Generously sprinkle the surface of the protein cak... Generously sprinkle the surface of the protein cake with icing sugar through a fine strainer.
How to properly turn the meringue so as not to dam... How to properly turn the meringue so as not to damage it? Cut off suitably sized baking paper and cover a baking sheet with cooled bark. Attach the cutting board on top. While holding it, roll over the baking sheet. Corge will be on baking paper.
Lay out the cream. Evenly distribute it over the s... Lay out the cream. Evenly distribute it over the surface of the bark, receding at the edges of 2. 5 cm.
Put the raspberries evenly on top. ... Put the raspberries evenly on top.
Roll up the roll tightly. Wrap it in parchment, cl... Roll up the roll tightly. Wrap it in parchment, cling film or foil.
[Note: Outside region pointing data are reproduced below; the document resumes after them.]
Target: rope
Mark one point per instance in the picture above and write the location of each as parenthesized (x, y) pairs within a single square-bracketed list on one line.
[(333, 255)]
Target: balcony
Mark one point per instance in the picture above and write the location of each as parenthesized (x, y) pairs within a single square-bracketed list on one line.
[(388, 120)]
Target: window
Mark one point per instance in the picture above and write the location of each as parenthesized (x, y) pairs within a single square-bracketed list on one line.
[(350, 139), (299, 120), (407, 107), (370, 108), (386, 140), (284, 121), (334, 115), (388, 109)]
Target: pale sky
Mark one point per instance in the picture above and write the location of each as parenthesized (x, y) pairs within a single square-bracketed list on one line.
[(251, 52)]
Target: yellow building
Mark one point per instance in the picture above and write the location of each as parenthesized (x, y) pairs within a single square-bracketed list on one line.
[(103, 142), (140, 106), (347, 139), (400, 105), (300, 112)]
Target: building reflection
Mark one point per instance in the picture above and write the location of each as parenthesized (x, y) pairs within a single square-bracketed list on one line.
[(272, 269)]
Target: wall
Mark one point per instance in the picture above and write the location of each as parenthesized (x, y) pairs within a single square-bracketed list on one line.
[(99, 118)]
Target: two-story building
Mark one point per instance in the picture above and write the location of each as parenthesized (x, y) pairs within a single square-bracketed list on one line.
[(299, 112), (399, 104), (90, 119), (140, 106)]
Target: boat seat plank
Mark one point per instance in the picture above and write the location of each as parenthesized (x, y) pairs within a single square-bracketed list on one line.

Send the roll to the fridge for 2-3 hours to soak well in the cream.
Sprinkle the roll with icing sugar before serving.... Sprinkle the roll with icing sugar before serving. Garnish with berries and fresh raspberry leaves. Pavlova's meringue roll is ready!

Keep in mind that everyone has different ovens. The temperature and cooking time may differ from those indicated in the recipe. To make any baked dish successful, use useful information about the features of the ovens!